A. T.: Un discours d’autojustification peut-il être le point de départ d’un changement, d’une évolution des personnages ou de la situation ?
P. E.: Cela me semble évident. Dans INACCESSIBLES AMOURS, par exemple, ce qui pourrait éventuellement se passer dans la rencontre de Caracala et de la serveuse, de ces deux âmes solitaires (pour parler comme dans les feuilletons), est stoppé net par l’irruption, à deux reprises, de « l’homme au visage ensanglanté » et de l’histoire de ses aventures amoureuses qu’il leur rabâche, alors qu’elle ne les intéresse pas du tout. Idem en ce qui concerne Barat et Astrid, dans MALAGA : la crise de leur couple est exacerbée par tout ce que leur raconte Flambard sur les bonnes raisons qu’il a de divorcer. Il y a, dans ces récits, une dimension que les linguistes appelleraient performative : dire, en même temps, c’est faire…

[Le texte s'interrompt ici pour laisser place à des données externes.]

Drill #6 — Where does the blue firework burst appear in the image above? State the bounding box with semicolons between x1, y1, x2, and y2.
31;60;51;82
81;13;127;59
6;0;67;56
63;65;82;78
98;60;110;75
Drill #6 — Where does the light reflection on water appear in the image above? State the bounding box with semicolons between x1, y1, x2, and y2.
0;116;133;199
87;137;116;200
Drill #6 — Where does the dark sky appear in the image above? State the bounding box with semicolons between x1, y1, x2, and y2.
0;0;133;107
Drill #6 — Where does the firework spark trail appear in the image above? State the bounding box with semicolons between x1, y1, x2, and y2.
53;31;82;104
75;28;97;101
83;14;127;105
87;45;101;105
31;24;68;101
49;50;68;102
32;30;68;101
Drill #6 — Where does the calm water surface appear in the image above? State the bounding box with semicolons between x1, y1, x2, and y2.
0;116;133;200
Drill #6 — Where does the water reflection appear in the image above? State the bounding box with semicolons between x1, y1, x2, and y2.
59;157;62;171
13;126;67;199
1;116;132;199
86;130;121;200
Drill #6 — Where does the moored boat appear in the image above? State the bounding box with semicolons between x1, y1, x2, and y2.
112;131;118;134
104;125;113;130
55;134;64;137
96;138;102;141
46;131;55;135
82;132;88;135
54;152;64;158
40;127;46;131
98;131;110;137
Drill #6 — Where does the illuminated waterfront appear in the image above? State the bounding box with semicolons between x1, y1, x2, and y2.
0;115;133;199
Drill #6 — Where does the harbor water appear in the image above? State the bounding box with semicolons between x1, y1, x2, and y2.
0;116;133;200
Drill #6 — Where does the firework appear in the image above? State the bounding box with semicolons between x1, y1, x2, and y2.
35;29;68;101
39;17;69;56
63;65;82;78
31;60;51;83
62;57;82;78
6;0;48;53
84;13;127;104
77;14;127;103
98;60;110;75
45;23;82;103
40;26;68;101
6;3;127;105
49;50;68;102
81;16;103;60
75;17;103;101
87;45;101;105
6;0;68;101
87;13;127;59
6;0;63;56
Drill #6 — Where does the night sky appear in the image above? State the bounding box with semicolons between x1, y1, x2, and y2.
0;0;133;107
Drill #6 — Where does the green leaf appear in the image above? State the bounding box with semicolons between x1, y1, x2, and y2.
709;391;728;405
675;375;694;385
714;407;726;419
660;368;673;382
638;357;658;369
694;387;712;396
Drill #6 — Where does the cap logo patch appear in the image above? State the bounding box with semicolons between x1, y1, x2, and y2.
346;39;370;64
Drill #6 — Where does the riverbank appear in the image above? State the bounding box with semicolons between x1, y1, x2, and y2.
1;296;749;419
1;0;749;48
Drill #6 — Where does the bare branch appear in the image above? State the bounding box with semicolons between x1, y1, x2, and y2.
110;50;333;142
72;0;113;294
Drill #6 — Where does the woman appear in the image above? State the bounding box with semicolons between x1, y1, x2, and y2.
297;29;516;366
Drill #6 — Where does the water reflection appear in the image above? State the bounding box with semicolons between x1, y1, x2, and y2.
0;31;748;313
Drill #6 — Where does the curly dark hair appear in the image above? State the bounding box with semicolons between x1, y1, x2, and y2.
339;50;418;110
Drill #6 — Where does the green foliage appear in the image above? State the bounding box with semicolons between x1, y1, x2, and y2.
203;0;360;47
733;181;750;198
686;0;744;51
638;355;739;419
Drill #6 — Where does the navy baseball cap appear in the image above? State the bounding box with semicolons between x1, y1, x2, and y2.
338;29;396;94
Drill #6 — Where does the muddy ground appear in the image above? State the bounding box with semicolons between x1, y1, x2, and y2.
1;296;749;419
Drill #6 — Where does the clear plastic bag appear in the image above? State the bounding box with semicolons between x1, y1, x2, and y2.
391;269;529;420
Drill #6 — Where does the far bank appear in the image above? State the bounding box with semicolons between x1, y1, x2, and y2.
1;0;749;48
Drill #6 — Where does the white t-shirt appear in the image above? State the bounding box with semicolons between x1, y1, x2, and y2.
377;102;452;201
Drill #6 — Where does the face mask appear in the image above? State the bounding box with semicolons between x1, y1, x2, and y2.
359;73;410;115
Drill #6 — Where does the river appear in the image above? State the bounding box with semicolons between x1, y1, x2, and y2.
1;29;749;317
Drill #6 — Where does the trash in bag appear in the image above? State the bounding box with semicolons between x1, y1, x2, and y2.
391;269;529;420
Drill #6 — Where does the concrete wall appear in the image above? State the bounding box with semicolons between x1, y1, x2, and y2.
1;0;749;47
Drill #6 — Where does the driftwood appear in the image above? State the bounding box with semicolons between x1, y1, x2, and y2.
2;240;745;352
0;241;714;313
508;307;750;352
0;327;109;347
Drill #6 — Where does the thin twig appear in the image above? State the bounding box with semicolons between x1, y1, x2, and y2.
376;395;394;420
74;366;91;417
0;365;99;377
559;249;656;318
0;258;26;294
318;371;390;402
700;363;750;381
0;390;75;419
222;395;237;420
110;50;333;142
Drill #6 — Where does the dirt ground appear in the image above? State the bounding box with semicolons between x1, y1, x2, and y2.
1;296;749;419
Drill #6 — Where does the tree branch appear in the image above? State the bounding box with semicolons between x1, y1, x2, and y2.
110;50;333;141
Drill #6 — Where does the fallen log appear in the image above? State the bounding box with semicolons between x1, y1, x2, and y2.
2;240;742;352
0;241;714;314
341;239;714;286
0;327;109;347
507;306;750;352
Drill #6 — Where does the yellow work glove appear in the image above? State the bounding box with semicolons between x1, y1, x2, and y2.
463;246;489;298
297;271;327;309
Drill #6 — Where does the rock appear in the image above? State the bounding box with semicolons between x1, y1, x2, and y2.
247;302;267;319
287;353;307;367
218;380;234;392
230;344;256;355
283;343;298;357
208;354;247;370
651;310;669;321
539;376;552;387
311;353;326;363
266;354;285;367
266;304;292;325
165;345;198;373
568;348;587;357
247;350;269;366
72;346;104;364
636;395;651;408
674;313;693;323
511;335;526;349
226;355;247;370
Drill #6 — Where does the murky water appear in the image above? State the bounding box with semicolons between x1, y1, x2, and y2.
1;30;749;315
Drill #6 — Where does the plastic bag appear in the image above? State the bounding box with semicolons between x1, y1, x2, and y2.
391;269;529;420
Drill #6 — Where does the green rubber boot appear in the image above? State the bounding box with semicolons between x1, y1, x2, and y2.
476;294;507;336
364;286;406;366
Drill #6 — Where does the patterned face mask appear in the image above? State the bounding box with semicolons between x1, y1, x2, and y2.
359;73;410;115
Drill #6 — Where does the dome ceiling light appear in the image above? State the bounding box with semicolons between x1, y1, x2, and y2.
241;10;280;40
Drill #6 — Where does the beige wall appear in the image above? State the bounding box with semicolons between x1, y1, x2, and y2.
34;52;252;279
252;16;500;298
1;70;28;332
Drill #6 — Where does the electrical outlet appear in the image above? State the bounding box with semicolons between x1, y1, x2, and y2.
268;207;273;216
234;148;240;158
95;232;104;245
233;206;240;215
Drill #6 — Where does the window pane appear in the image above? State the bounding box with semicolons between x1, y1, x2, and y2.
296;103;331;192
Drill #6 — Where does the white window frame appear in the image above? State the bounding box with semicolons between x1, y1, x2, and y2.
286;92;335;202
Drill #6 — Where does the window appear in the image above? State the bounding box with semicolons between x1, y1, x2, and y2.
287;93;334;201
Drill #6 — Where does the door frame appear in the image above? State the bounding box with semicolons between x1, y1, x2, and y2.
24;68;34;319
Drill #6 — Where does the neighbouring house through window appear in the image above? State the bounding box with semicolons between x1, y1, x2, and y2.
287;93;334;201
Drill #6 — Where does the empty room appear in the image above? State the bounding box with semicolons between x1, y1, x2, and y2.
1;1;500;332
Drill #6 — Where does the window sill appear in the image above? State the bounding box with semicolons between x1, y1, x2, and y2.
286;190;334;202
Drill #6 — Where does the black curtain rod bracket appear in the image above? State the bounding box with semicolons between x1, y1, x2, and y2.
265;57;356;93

A. T.: Mais qu’est-ce que le ressassement apporte au personnage même de Flambard ?
P. E.: Un personnage qui suit son obsession, qui s’y accroche, le fait comme à une bouée. Pour nous, qui voyons cela de l’extérieur, c’est drôle ou grotesque. Pour lui, c’est très sérieux, cela a une importance énorme, même si en réalité cela n’en a que très peu. C’est d’ailleurs ce décalage-là qui constitue un des principes fondamentaux d’un certain genre de comédie. Donc, toutes les histoires sur lesquelles revient Flambard dans MALAGA, son divorce, son métier de représentant, l’entretien de son corps, etc., ce sont des choses pour lui primordiales, qui l’occupent entièrement, parce que, s’il n’y avait pas cela, il n’aurait plus rien, il n’aurait plus qu’à s’écrouler. Ces personnages-là, ces monomaniaques, réduisent leur vie à leur seule obsession. Voyez jusqu’où le théâtre de Thomas Bernhard pousse le traitement de personnages de ce type.
A. T.: Mais le ressassement chez Bernhard produit une certaine lucidité.